Aangezien één muziekstuk natuurlijk niet voldoende is voor een heel concert (grote ouvertures en passiestukken daargelaten), is het programma uitgebreid met meer werken. En met optredens van de Limburgse zanger Gé Reinders en de Friese troubadour Piter Wilkens. Zij hebben beiden al eens eerder met een korps opgetreden en waren dan ook enthousiast over het plan van Miedema om een heus NoordZuid Concert te organiseren. „Zoiets is nooit eerder gedaan, dus het is wel bijzonder", aldus Piter Wilkens. „Het zou te gek zijn geweest als de concerten ook nog in Limburg zouden plaatsvinden", meent Gé Reinders.

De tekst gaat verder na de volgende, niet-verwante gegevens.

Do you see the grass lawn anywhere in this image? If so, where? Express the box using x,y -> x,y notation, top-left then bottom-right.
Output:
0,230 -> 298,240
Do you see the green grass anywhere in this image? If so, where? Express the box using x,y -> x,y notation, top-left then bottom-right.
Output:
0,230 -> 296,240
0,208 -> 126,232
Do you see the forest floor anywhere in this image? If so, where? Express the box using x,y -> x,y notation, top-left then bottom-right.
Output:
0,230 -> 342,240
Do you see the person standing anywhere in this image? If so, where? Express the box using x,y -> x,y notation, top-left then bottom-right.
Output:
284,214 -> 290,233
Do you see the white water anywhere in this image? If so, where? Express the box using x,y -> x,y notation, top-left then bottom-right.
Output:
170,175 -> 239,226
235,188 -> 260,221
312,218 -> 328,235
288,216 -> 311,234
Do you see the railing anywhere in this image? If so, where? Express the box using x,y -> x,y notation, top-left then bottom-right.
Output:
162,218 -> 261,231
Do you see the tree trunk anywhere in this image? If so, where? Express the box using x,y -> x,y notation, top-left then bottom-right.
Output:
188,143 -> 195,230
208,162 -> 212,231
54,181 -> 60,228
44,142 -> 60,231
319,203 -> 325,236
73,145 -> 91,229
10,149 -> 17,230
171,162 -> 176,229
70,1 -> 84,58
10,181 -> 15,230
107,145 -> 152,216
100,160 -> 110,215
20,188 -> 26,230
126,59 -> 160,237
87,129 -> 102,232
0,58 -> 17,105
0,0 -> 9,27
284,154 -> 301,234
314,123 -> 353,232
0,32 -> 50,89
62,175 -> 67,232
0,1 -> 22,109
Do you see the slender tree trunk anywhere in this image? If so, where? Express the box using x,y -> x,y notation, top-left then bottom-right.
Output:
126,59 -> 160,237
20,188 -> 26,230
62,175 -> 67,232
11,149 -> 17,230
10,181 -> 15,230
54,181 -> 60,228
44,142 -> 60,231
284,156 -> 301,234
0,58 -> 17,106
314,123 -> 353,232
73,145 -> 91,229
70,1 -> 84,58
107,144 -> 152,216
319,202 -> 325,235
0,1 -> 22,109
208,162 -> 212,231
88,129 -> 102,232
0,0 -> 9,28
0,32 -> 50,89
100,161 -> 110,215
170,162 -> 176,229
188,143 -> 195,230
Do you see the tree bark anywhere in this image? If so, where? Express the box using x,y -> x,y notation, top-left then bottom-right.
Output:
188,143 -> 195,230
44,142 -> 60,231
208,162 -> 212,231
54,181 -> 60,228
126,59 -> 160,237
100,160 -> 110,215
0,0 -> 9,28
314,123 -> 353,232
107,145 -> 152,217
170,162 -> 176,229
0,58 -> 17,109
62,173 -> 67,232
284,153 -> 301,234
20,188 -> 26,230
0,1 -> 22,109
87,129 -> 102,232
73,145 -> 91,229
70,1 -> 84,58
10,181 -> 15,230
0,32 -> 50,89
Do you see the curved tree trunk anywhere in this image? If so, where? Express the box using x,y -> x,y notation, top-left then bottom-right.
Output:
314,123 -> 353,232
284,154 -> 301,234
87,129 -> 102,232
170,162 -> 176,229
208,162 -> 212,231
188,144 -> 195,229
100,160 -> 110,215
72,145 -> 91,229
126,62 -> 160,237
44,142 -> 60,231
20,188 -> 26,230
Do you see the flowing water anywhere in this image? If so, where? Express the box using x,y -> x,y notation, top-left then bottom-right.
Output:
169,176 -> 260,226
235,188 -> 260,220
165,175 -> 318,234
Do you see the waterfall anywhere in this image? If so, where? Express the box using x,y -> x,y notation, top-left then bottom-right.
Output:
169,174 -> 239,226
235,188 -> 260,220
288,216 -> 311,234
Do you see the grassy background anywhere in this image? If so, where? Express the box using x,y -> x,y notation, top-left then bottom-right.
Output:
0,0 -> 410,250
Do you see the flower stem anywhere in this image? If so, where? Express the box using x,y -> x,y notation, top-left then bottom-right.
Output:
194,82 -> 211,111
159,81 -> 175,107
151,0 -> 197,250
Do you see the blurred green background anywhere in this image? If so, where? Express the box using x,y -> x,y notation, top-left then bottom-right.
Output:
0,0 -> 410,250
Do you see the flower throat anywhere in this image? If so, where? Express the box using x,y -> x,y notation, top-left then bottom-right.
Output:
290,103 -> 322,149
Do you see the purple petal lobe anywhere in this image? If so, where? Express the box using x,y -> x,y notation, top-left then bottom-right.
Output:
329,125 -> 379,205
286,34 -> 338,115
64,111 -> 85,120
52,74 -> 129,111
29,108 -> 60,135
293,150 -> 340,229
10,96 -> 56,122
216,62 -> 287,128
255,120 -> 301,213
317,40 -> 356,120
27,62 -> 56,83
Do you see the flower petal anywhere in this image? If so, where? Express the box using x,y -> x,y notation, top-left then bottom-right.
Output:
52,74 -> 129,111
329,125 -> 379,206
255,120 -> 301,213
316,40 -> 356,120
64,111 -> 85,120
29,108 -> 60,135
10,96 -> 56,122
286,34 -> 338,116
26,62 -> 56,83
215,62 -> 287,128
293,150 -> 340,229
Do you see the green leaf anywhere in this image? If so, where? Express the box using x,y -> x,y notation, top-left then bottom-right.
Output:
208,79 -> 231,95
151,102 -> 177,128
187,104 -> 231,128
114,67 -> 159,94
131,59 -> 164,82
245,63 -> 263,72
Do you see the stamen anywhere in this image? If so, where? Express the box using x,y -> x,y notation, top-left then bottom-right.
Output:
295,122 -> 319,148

Beide muzikanten hebben wel wat met blaasmuziek. Limburg en Friesland zijn dan ook alle twee echte korpsprovincies. „Ik kom uit een familie van muzikanten. Het zijn allemaal blazers. Van moeders kant koperblazers, van vaders kant houtblazers. Zelf ben ik pas op mijn twintigste begonnen met muziek", vertelt Wilkens. „Ik heb nog wel een blauwe maandag wat geprobeerd bij het korps in Marsum, maar ik was niet geschikt voor les. Ik deed teveel mijn eigen ding."
Ook Gé Reinders heeft ondanks de korpscultuur in zijn provincie niet zelf bij een blaasorkest gezeten. „Ik heb op het conservatorium wel saxofoon als bijvak gehad. Als kind al vond ik het fantastisch als de fanfare door het dorp trok. Blaasinstrumenten zijn per definitie verbonden met de menselijk adem. Dat komt het dichtste bij de zangstem", verklaart hij zijn liefde voor die muziek.
Seizoenspresentatie
Reinders heeft al eens eerder samengewerkt met de fanfare uit Tzummarum. Hij werd door Stadsschouwburg De Harmonie in Leeuwarden gevraagd op te treden bij een seizoenspresentatie. Hij speelde daar zijn inmiddels ook landelijk redelijk bekende liedje Blaosmeziek. „Ik begon alleen achter de piano en achter het gordijn stond de fanfare. Die kwam dus halverwege te voorschijn om mee te spelen." Hetzelfde grapje werd ook uitgevoerd met een Limburgse fanfare, bij de seizoenspresentatie in Roermond. Reinders kwam met dat korps ook op de landelijke televisie, bij Paul de Leeuw. Toen hij vervolgens door Jack Spijkerman werd uitgenodigd voor zijn programma en de Limburgers hem niet konden vergezellen, schakelde Reinders opnieuw de ploeg van Marten Miedema in. Het NoordZuid Concert wordt de derde samenwerking.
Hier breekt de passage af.